お別れしたはずなのに、トラウマCEOの淫らな求愛にカラダから蕩かされています⁉︎
 たいしてはる君は、シンプルな装いでありながら、ひと目で上質だと分かる雰囲気をまとっていた。薄手のジャケットに、無駄のないシルエットのスラックス。インナーは襟元の開きがほどよいカットソーで、きちんとしすぎずそれでいて隙のない整い方をしている。全体的に落ち着いた色味でまとめているのに、不思議と視線を奪われた。
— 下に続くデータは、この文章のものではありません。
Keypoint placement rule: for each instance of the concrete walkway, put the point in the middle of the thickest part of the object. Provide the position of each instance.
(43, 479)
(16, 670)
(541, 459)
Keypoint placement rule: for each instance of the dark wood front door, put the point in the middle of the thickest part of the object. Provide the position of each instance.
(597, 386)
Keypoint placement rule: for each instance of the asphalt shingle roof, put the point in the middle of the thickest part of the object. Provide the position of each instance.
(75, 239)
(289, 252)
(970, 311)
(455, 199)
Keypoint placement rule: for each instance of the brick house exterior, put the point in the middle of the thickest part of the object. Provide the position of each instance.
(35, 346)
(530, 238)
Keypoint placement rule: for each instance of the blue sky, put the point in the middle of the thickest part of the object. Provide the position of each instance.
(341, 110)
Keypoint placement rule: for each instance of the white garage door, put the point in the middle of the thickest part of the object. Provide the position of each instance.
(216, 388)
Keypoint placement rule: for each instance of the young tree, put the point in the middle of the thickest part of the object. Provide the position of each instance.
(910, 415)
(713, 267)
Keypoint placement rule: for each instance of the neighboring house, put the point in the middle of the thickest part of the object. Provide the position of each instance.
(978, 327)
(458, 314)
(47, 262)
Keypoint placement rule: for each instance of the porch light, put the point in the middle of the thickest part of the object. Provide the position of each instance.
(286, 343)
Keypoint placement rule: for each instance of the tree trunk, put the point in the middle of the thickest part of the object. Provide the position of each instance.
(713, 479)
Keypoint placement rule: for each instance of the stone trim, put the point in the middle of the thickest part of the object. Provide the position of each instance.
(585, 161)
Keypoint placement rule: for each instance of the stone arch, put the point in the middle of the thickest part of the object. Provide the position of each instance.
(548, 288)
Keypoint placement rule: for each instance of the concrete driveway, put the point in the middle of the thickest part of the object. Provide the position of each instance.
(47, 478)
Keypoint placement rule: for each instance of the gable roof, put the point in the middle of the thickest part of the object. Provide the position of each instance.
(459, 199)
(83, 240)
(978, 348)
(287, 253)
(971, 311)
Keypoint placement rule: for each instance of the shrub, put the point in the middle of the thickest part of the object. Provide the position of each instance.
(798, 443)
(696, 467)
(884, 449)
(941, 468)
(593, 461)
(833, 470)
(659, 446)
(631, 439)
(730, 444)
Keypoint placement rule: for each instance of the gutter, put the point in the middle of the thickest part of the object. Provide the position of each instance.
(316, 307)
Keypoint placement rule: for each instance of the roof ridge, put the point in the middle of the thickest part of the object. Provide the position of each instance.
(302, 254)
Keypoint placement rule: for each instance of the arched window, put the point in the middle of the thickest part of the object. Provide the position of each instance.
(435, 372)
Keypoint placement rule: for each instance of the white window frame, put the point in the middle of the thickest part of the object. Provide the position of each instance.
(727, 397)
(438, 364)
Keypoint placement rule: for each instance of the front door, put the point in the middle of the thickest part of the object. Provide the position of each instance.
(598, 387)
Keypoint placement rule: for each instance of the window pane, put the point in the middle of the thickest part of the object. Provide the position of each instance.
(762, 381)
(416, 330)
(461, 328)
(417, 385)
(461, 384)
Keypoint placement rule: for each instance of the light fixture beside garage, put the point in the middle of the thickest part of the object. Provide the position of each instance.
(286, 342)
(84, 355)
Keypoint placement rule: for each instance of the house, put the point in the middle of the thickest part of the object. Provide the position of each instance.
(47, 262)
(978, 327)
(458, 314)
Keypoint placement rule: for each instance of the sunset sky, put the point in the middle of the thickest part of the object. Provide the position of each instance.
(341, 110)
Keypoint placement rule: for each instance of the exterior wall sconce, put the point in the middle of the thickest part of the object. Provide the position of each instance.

 ハンドルを握る手元には、控えめな輝きを宿した腕時計が覗いている。華美な装飾など何ひとつないのに艶や金属の滑らかな光沢だけで、素人の私にも相当な品だとわかった。


「晴れてよかったよね!」


 窓の外を見て笑いかけると、はる君も運転席しながら目を細めてくれる。


「暑いけどね。でも、これから行く場所は涼しいから大丈夫」
「……どこに行くの?」
「ふふ、それは着くまでのお楽しみ」


 はる君の目が、悪戯っぽくなる。

 前もって「プランは任せて」と言われてしまったせいで、当日になった今も、私はどこへ向かっているのか知らないままだ。

 彼に言われたのは、服装の連絡があったときに一泊分の荷物を持ってきてほしいということだけ。

 いったい、どこへ行くつもりなんだろう。